SuaraJogja.id - Ratusan orang civitas academica Universitas Gajah Mada menyatakan sikap perlawanan terhadap pelemahan Komisi Pemberantasan Korupsi (KPK).
Mereka menggelar demonstrasi dengan mengenakan pakaian serba hitam di Balairung Gedung Pusat UGM, Minggu (15/9/2019).
Pernyataan sikap dipimpin oleh Ketua Dewan Guru Besar UGM, Profesor Koentjoro. Dia mengatakan amanah reformasi telah melahirkan KPK, lembaga antirasuah yang tumbuh dan berkembang bersama demokrasi serta mendapat kepercayaan publik luas, bahkan menjadi rujukan internasional.
“Namun, dalam beberapa pekan terakhir muncul upaya sistematis pelemahan KPK dan gerakan anti korupsi yang agresif dan sungguh brutal, hal ini sungguh melecehkan moralitas bangsa ini,” kata dia, seperti diberitakan Harianjogja.com—jaringan Suara.com.
Baca Juga:KPAI Sayangkan Anak-anak Tak Tahu Isu Revisi UU KPK Diajak Demo
Pengajuan RUU KPK yang tidak mengikuti prosedur legislasi, proses pemilihan capim KPK yang penuh kontroversi, bahkan teror kepada para akademisi aktivis antikorupsi, tidak saja melemahkan KPK, namun juga melemahkan gerakan anti korupsi bahkan melemahkan sendi-sendi demokrasi.
“Jika kondisi ini dibiarkan, maka amanah reformasi dan konstitusi berada dalam kondisi yang amat berbahaya,” ujar dia.
Oleh karena itu, menyikapi berbagai proses sistematis pelemahan KPK, gerakan anti korupsi, amanah reformasi dan bahkan amana konstitusi, dosen dan civitas academica UGM menuntut lima poin terhadap DPR dan Pemerintah.
“Pertama, menghentikan segala tindakan pelemahan terhadap KPK,” kata dia.
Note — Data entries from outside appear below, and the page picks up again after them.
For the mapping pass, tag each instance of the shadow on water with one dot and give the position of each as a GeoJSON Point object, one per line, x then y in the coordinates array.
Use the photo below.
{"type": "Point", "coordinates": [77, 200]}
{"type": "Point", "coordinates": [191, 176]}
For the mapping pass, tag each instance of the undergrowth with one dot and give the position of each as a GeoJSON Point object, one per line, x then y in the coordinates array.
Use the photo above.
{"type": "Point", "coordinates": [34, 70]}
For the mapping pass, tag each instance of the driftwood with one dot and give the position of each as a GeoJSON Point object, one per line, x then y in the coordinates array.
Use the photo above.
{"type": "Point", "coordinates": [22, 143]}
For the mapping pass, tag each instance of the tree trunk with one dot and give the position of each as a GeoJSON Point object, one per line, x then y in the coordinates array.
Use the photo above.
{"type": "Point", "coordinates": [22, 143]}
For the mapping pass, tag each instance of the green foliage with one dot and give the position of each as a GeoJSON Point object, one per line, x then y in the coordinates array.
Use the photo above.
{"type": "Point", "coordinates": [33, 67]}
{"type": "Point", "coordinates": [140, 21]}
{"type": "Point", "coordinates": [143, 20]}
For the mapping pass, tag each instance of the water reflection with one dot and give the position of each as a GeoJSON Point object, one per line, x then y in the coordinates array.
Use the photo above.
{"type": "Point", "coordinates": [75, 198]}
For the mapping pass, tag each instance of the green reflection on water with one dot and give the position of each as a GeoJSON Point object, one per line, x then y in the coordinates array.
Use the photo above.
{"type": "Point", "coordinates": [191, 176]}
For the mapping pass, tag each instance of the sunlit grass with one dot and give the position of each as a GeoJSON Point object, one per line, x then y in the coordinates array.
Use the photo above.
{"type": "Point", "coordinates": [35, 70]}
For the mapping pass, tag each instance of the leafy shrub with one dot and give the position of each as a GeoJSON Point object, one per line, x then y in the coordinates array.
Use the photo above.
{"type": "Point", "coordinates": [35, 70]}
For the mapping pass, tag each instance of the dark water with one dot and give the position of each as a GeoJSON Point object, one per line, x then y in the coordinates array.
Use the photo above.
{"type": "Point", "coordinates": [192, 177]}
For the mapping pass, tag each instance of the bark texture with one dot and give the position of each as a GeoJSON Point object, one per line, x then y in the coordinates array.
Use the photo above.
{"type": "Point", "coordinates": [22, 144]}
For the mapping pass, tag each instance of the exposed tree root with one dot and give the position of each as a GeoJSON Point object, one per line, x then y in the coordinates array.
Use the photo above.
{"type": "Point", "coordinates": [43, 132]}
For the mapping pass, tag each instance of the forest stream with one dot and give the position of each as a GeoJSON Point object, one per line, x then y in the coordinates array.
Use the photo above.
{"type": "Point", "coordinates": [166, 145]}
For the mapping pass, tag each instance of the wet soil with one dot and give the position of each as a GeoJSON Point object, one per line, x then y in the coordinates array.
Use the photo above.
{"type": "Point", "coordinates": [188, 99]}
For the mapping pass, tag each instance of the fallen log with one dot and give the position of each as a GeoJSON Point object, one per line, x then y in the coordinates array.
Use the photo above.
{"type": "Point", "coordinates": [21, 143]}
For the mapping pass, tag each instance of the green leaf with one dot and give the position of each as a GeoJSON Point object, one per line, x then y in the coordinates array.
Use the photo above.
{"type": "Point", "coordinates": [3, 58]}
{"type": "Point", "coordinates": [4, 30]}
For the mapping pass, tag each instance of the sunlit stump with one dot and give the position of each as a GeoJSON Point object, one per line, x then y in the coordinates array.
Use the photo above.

Kedua, menghentikan pembahasan revisi UU KPK, karena prosedur dan substansinya yang dipaksakan berpotensi meruntuhkan sendi-sendi demokrasi dan menjadi akar dari carut marut persoalan akhir-akhir ini.
Baca Juga:Aksi Superhero Dukung Revisi UU KPK
Ketiga, mengevakulasi pembahasan RUU lain yang melemahkan gerakan anti-korupsi. Pisahkan pasal-pasal antikorupsi dari revisi UU KUHP serta lakukan revisi UU Tipikor untuk mengakomodasi rekomendasi dari Konvensi Antikorupsi PBB (UNCAC).
“Pembahasan beberapa RUU SDA, misalnya soal pertanahan tidak perlu dipaksakan selesai dalam waktu dekat untuk memastikan tidak adanya state captured corruption,” ujar dia.
"Keempat, menyadari situasi krisis dan mengakui bersama bahwa kita telah bergeser dari amanah reformasi dan amanah Konstitusi. Bangsa Indonesia wajib kembali ke rel demokrasi, sesuai haluan reformasi dan amanah konstitusi. Kelima, semua ini harus dilaksanakan dengan segera secara efektif dan dalam tempo yang sesingkat-singkatnya,” ucap dia.